Sovereignty is a cost strategy, not a flag
By Morten Brandanger · Tech Lead

Sovereign AI in Europe is usually framed as a political project. That reading is wrong. Ownership of model, mandate and runtime is first a cost strategy: whoever controls the substrate controls how much intelligence can be extracted from each token. The rest follows.
Sovereignty is rules, resilience is recovery
In EU legal language, sovereignty means the ability to set and enforce your own rules. Resilience means the capacity to absorb and recover from shocks. The two get conflated in the digital independence debate, but they make different demands on architecture.
A sovereign system needs jurisdictional clarity: who owns the weights, who signs the mandate, where the run is logged. A resilient system needs substitutability: if a vendor disappears, the agent keeps solving the task on a different model without losing the thread. Bruegel has urged the Commission to adopt an economic sovereignty strategy and stand up an internal committee for it. Institut Jacques Delors frames the same thing as a reduction in strategic dependencies across digital, industrial and security-critical domains. Both point at the same technical requirement: the stack must come apart and back together without leaving the buyer captive to a single supplier.
Token cost is the new industrial cost
For industrial AI the unit economics are simple. An agent that resolves one case costs X tokens. Multiply by volume. What decides the margin is not the model's benchmark score. It is how precisely the mandate is written, how tightly the tools are curated, and how much context actually has to be shipped in to get a usable answer.
This is where sovereign ownership becomes a cost argument. When you own the model, you can fine-tune it against your own domain language and cut prompt length materially. When you own the orchestration, you can route easy cases to smaller models and reserve the large ones for what actually needs them. When you own the runtime, you pay for power and silicon, not margin to a hyperscaler. Renting the whole stack means paying three times: for the model, for the inference, and for the inability to optimise any of it.

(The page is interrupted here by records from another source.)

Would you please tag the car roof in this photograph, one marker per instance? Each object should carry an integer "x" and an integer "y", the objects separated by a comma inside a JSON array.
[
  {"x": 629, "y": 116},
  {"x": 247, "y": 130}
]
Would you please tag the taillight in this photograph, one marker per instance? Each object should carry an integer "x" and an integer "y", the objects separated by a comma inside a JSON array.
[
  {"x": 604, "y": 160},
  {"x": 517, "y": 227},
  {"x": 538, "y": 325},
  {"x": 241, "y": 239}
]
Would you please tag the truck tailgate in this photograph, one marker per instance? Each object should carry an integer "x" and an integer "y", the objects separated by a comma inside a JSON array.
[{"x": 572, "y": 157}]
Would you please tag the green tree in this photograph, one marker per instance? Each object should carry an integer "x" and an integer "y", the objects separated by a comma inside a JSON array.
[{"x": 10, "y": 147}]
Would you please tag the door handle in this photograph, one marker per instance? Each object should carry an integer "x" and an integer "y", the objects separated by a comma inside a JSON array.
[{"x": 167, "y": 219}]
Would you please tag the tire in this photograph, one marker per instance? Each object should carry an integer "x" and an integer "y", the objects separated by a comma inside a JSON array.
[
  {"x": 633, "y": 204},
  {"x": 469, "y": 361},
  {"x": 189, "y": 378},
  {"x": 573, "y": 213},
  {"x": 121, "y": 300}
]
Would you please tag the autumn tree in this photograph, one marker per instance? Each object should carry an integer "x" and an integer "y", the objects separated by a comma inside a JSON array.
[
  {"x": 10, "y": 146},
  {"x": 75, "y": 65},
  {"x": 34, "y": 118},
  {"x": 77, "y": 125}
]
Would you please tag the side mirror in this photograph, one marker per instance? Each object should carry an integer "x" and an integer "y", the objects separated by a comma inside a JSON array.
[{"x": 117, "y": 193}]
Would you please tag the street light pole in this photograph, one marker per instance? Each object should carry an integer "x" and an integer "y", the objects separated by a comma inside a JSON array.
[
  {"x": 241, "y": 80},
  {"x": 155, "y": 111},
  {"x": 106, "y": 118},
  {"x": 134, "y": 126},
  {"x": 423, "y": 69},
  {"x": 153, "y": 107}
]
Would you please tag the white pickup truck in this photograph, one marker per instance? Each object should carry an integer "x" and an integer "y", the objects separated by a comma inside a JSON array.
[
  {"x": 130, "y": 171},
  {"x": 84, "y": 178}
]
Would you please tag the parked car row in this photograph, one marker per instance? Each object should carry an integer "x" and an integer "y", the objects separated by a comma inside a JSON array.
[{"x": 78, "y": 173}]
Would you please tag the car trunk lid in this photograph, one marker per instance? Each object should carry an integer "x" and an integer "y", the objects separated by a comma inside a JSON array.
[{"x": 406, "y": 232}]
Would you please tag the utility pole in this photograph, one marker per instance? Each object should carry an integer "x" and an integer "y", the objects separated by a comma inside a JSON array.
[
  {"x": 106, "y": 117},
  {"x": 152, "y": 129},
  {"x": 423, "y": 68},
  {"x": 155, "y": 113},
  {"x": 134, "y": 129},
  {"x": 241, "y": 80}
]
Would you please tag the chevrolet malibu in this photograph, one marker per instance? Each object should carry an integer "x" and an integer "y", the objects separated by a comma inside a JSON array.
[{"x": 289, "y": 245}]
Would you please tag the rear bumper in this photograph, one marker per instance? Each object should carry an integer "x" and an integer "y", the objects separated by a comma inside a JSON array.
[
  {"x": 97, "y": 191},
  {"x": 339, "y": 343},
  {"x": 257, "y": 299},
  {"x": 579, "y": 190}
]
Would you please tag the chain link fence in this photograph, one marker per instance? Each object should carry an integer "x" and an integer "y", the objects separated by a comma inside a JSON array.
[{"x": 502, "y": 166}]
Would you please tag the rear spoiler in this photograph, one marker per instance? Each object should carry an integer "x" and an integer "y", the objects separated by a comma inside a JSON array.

Whoever controls the substrate controls how much intelligence can be extracted from each token.
Fragmentation is the real risk
There is a credible objection to European AI sovereignty: fragmentation. If every member state builds its own national cloud, its own model stack and its own procurement rules, cost goes up rather than down. The OECD's 2024 survey shows that 53% of jurisdictions now use a centralised or co-ordinated ownership model for state-owned enterprises, up from 41% in 2021, but only 11% have a central body that exclusively performs the ownership role. Half still lack a formal ownership policy at all.
The lesson transfers directly. Sovereignty without coordination becomes 27 sub-scale projects. Coordination without clear ownership becomes a committee. What actually delivers lower token cost is pooling: shared infrastructure, shared evaluation regimes, shared weights where it is defensible, and clear mandate boundaries between the public layer and the operational layer. The IMF and OECD have long argued that ownership and policy functions must be separated. The same applies to the AI substrate.
What SkyeTec builds
We build the vertically integrated layer beneath the European agent: the model fine-tuned for Nordic industry, the mandate that defines what the agent is allowed to do, the tools that bind it to real systems, and the runtime that logs every action in a jurisdiction the customer can actually name. Not because we believe in flags. Because it is the only way to keep token cost low while keeping accountability high.
If you accept that sovereignty is a cost strategy, the decision shifts. The question is no longer whether Europe should own its own AI. The question is how much margin you are willing to hand to a supplier that knows neither your domain nor your regulator.